What a load of rubbish.
No, this isn’t a nasty comment left by a disgruntled student on a year-end class evaluation. It’s the opening line of the syllabus of Washington State University’s Honors College course, Global Issues in the Sciences, taught by professor of materials science and engineering, and bestselling Springer author, M. Grant Norton.
Since 2019, Grant’s course has challenged students to critically examine the impact of society’s relationship with materials, from exploring the fate of plastic waste in oceans and landfills, to delving into the ethical questions surrounding mineral extraction in politically unstable regions of the world.
And in his new Springer book, “A Modern History of Materials: From Stability to Sustainability,” Grant gives particular attention to the materials that have rapidly transformed our society over the last century, and their role in the major global challenges of the future.
From the discovery of plastics to the invention of the silicon integrated circuit and the rechargeable lithium-ion battery, Grant tells the story of how the modern materials revolution has irreversibly reshaped our world — for better and for worse.

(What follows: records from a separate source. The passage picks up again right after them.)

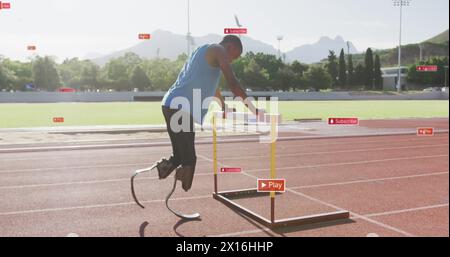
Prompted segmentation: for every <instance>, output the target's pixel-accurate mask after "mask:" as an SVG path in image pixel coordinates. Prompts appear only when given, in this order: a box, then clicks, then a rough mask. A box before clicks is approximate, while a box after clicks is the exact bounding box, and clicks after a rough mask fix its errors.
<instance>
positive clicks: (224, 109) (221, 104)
mask: <svg viewBox="0 0 450 257" xmlns="http://www.w3.org/2000/svg"><path fill="white" fill-rule="evenodd" d="M216 98H217V99H219V101H220V102H219V104H220V107H221V108H222V110H225V109H226V105H225V100H224V99H223V96H222V94H221V93H220V89H219V88H217V90H216Z"/></svg>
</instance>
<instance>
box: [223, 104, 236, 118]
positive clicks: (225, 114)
mask: <svg viewBox="0 0 450 257" xmlns="http://www.w3.org/2000/svg"><path fill="white" fill-rule="evenodd" d="M231 112H236V109H235V108H229V107H228V105H227V104H225V106H224V108H223V118H224V119H226V118H227V115H228V113H231Z"/></svg>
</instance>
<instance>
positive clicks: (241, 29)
mask: <svg viewBox="0 0 450 257" xmlns="http://www.w3.org/2000/svg"><path fill="white" fill-rule="evenodd" d="M223 33H224V34H247V29H244V28H226V29H224V30H223Z"/></svg>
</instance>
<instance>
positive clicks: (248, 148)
mask: <svg viewBox="0 0 450 257" xmlns="http://www.w3.org/2000/svg"><path fill="white" fill-rule="evenodd" d="M322 140H325V139H322ZM346 140H347V139H346ZM432 140H434V141H438V140H439V141H442V138H439V137H433V138H411V139H408V140H366V141H357V142H352V145H355V144H366V143H401V142H415V141H425V142H431V141H432ZM299 141H300V140H299ZM286 142H289V141H286ZM300 142H301V141H300ZM226 145H227V144H223V146H226ZM323 145H326V146H332V145H342V142H338V143H333V142H327V143H323V144H319V143H314V144H301V145H281V146H279V148H280V149H287V148H291V147H299V146H300V147H308V146H323ZM167 147H170V146H167ZM149 148H151V146H149ZM240 149H242V150H252V149H254V147H245V146H241V148H240ZM92 150H99V149H92ZM100 150H103V151H104V150H111V151H119V150H120V149H115V148H111V149H100ZM199 150H200V151H201V150H202V149H199ZM81 153H85V152H84V151H83V152H81ZM13 154H17V153H13ZM39 154H48V152H39ZM118 154H120V155H121V156H122V153H118ZM5 155H6V154H5ZM55 155H56V156H55ZM88 157H89V156H88ZM65 158H67V155H66V154H65V155H61V156H59V155H57V154H53V153H52V154H51V156H49V158H46V157H36V158H12V159H3V160H0V161H22V160H24V161H26V160H53V159H65Z"/></svg>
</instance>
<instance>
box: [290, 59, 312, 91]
mask: <svg viewBox="0 0 450 257" xmlns="http://www.w3.org/2000/svg"><path fill="white" fill-rule="evenodd" d="M290 68H291V70H292V72H294V81H293V87H292V89H293V90H294V91H296V90H304V89H306V86H307V84H306V80H305V78H304V73H305V72H306V71H307V70H308V69H309V66H308V65H306V64H302V63H300V62H298V61H293V62H292V64H291V65H290Z"/></svg>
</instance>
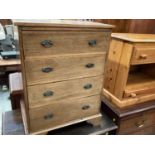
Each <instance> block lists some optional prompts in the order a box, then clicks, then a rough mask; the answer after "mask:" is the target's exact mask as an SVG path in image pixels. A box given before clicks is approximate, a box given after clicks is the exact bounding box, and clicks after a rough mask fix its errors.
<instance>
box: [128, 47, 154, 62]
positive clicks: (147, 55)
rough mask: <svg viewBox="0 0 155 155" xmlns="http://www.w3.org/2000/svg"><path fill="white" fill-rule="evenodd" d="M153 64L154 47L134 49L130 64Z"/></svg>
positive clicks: (153, 57)
mask: <svg viewBox="0 0 155 155" xmlns="http://www.w3.org/2000/svg"><path fill="white" fill-rule="evenodd" d="M148 63H155V46H154V47H146V46H138V47H135V48H134V51H133V55H132V58H131V64H148Z"/></svg>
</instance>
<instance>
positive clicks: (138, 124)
mask: <svg viewBox="0 0 155 155" xmlns="http://www.w3.org/2000/svg"><path fill="white" fill-rule="evenodd" d="M144 122H145V121H144V120H143V121H142V122H138V123H135V125H136V126H137V127H138V128H142V127H143V126H144Z"/></svg>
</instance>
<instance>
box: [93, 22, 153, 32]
mask: <svg viewBox="0 0 155 155" xmlns="http://www.w3.org/2000/svg"><path fill="white" fill-rule="evenodd" d="M94 21H96V22H101V23H106V24H112V25H115V26H116V27H115V28H114V29H113V32H117V33H146V34H155V19H94Z"/></svg>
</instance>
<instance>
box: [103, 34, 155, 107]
mask: <svg viewBox="0 0 155 155" xmlns="http://www.w3.org/2000/svg"><path fill="white" fill-rule="evenodd" d="M154 51H155V35H151V34H145V35H143V34H126V33H125V34H121V33H113V34H112V41H111V44H110V50H109V54H108V60H107V64H106V70H105V81H104V90H103V95H104V96H105V97H106V98H107V99H108V100H109V101H110V102H112V103H113V104H116V105H117V106H119V107H126V106H129V105H134V104H139V103H142V102H146V101H150V100H154V99H155V72H154V68H155V52H154Z"/></svg>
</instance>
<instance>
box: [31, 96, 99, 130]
mask: <svg viewBox="0 0 155 155" xmlns="http://www.w3.org/2000/svg"><path fill="white" fill-rule="evenodd" d="M29 113H30V128H31V131H38V130H41V129H47V128H53V127H55V126H58V125H63V124H65V123H68V122H70V121H75V120H79V119H84V118H86V117H89V116H92V115H96V114H99V113H100V96H99V95H97V96H91V97H86V98H81V99H77V100H62V101H60V102H58V103H57V104H51V105H47V106H42V107H39V108H33V109H30V111H29Z"/></svg>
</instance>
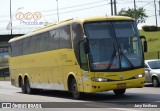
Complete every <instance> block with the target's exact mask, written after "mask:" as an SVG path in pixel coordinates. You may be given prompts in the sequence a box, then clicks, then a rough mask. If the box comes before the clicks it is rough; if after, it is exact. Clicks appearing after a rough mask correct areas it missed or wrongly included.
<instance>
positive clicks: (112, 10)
mask: <svg viewBox="0 0 160 111" xmlns="http://www.w3.org/2000/svg"><path fill="white" fill-rule="evenodd" d="M111 15H113V1H112V0H111Z"/></svg>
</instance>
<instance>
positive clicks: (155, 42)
mask: <svg viewBox="0 0 160 111" xmlns="http://www.w3.org/2000/svg"><path fill="white" fill-rule="evenodd" d="M139 32H140V35H144V36H145V37H146V39H147V41H148V52H153V51H160V31H155V32H146V31H143V30H140V31H139Z"/></svg>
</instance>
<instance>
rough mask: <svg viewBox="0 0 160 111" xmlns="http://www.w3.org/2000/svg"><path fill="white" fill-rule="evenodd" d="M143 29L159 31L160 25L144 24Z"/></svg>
mask: <svg viewBox="0 0 160 111" xmlns="http://www.w3.org/2000/svg"><path fill="white" fill-rule="evenodd" d="M142 29H143V30H144V31H146V32H153V31H159V30H160V27H157V26H154V25H151V26H149V25H144V26H142Z"/></svg>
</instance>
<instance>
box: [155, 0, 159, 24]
mask: <svg viewBox="0 0 160 111" xmlns="http://www.w3.org/2000/svg"><path fill="white" fill-rule="evenodd" d="M154 7H155V19H156V26H158V23H157V12H156V11H157V7H156V0H154Z"/></svg>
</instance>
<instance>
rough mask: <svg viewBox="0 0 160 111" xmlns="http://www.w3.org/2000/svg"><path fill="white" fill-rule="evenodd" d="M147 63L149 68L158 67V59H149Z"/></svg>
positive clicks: (159, 66)
mask: <svg viewBox="0 0 160 111" xmlns="http://www.w3.org/2000/svg"><path fill="white" fill-rule="evenodd" d="M148 65H149V66H150V68H151V69H160V61H151V62H148Z"/></svg>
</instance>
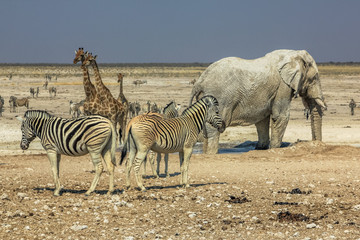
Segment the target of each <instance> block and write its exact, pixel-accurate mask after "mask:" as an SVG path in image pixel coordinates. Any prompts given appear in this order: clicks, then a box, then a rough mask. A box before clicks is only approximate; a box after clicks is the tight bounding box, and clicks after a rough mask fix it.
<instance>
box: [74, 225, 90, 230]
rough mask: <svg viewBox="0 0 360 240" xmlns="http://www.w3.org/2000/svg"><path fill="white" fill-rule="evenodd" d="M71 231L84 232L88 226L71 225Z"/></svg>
mask: <svg viewBox="0 0 360 240" xmlns="http://www.w3.org/2000/svg"><path fill="white" fill-rule="evenodd" d="M70 228H71V229H72V230H74V231H79V230H84V229H87V228H88V226H87V225H73V226H72V227H70Z"/></svg>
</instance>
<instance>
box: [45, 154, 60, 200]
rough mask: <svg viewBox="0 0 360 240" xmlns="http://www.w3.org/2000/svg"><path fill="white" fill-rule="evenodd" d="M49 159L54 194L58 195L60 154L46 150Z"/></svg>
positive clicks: (59, 180)
mask: <svg viewBox="0 0 360 240" xmlns="http://www.w3.org/2000/svg"><path fill="white" fill-rule="evenodd" d="M47 155H48V158H49V161H50V165H51V171H52V174H53V178H54V183H55V191H54V196H60V189H61V187H60V180H59V162H60V158H61V155H60V154H57V153H56V152H52V151H51V152H47Z"/></svg>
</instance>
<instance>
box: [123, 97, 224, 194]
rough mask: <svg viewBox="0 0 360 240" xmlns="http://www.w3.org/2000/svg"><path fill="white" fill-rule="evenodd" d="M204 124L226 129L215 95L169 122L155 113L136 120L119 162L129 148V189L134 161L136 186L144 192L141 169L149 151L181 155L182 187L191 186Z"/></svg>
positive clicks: (131, 120)
mask: <svg viewBox="0 0 360 240" xmlns="http://www.w3.org/2000/svg"><path fill="white" fill-rule="evenodd" d="M205 122H208V123H210V124H211V125H212V126H214V127H216V128H217V129H218V130H219V131H220V132H223V131H224V130H225V124H224V122H223V121H222V119H221V117H220V115H219V110H218V101H217V100H216V98H214V97H213V96H205V97H203V98H201V99H200V100H199V101H197V102H195V103H194V104H193V105H192V106H190V107H189V108H187V109H186V110H185V111H184V112H183V113H182V115H181V116H180V117H177V118H170V119H168V118H164V117H162V116H161V115H159V114H154V113H153V114H144V115H140V116H137V117H135V118H133V119H132V120H131V121H130V122H129V124H128V126H127V129H126V133H125V139H126V143H125V145H124V148H123V151H122V154H121V161H120V164H121V163H122V162H123V159H124V158H125V155H126V153H127V148H128V147H129V148H130V151H129V159H128V161H127V170H126V173H127V175H126V185H127V187H128V188H129V187H130V170H131V166H132V164H133V162H134V171H135V177H136V181H137V185H138V186H139V188H140V189H141V190H142V191H145V187H144V186H143V184H142V179H141V178H140V177H139V168H140V165H141V164H142V162H143V161H144V158H145V156H146V154H147V152H148V151H149V150H150V149H151V150H153V151H155V152H158V153H173V152H179V157H180V162H183V164H182V165H181V180H180V184H181V185H184V186H185V187H188V186H189V184H188V177H187V174H188V166H189V160H190V157H191V154H192V150H193V146H194V145H195V143H196V141H197V137H198V135H199V133H200V131H201V130H202V129H203V126H204V124H205ZM127 145H129V146H127ZM134 160H135V161H134Z"/></svg>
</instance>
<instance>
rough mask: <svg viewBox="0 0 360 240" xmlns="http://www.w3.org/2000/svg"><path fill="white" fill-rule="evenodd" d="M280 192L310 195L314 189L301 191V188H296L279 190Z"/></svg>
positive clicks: (289, 193) (290, 193) (280, 192)
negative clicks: (290, 189)
mask: <svg viewBox="0 0 360 240" xmlns="http://www.w3.org/2000/svg"><path fill="white" fill-rule="evenodd" d="M278 193H285V194H304V195H309V194H311V193H312V191H311V190H309V191H301V190H300V188H294V189H292V190H291V191H278Z"/></svg>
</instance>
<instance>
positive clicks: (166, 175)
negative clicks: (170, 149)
mask: <svg viewBox="0 0 360 240" xmlns="http://www.w3.org/2000/svg"><path fill="white" fill-rule="evenodd" d="M164 161H165V175H166V177H167V178H168V177H170V175H169V154H168V153H165V156H164Z"/></svg>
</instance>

Take plastics, for instance. Derived from crude oil, these ubiquitous materials are lightweight, seemingly indestructible, and able to be molded into almost any shape imaginable. However, the selfsame property that makes them so desirable has also led to a series of unintended consequences affecting both us and our environment. And despite popular perception, only a fraction of plastics are actually recycled, with the majority ending up in landfills, oceans, and other parts of the environment where they pose a serious threat to wildlife and ecosystems.
Then there’s the issue of cobalt, a key component in the lithium-ion batteries used in smartphones and electric vehicles. Over 70% of the world’s cobalt comes from the Democratic Republic of Congo, where environmental degradation and flagrant human rights violations such as child slavery run rampant. And the demand for cobalt is only set to grow, with experts estimating that global demand could almost double by 2030.
In the same vein as his previous Springer book, “Ten Materials That Shaped Our World,” Grant continues the story of humanity’s deeply intertwined evolution with the materials that made us, and our ever-changing relationship with them.
On the topic of sustainability, for example, we get a glimpse into the lives of the ancient Pompeiians and their large-scale system of sorting and re-selling their refuse, giving us one of the first-ever examples of a circular economy. We also learn why the global recycling rate of aluminum is so high (over 70%) while that of lithium is so low (less than 3%), and what this bodes for the future of lithium-ion batteries and our transition to a low-carbon economy.
Our relationship with the things we create has far-reaching consequences. From the proliferation of plastics to the exploitation of critical minerals, the materials that shape our world also shape our ethical, environmental, and social landscapes. As we move towards a more sustainable future, Grant shows us how we must grapple with the trashy legacy of our past, and find innovative ways to repurpose, recycle, and reimagine the materials that define us.
After all, one person's load of rubbish is another person's engineering breakthrough.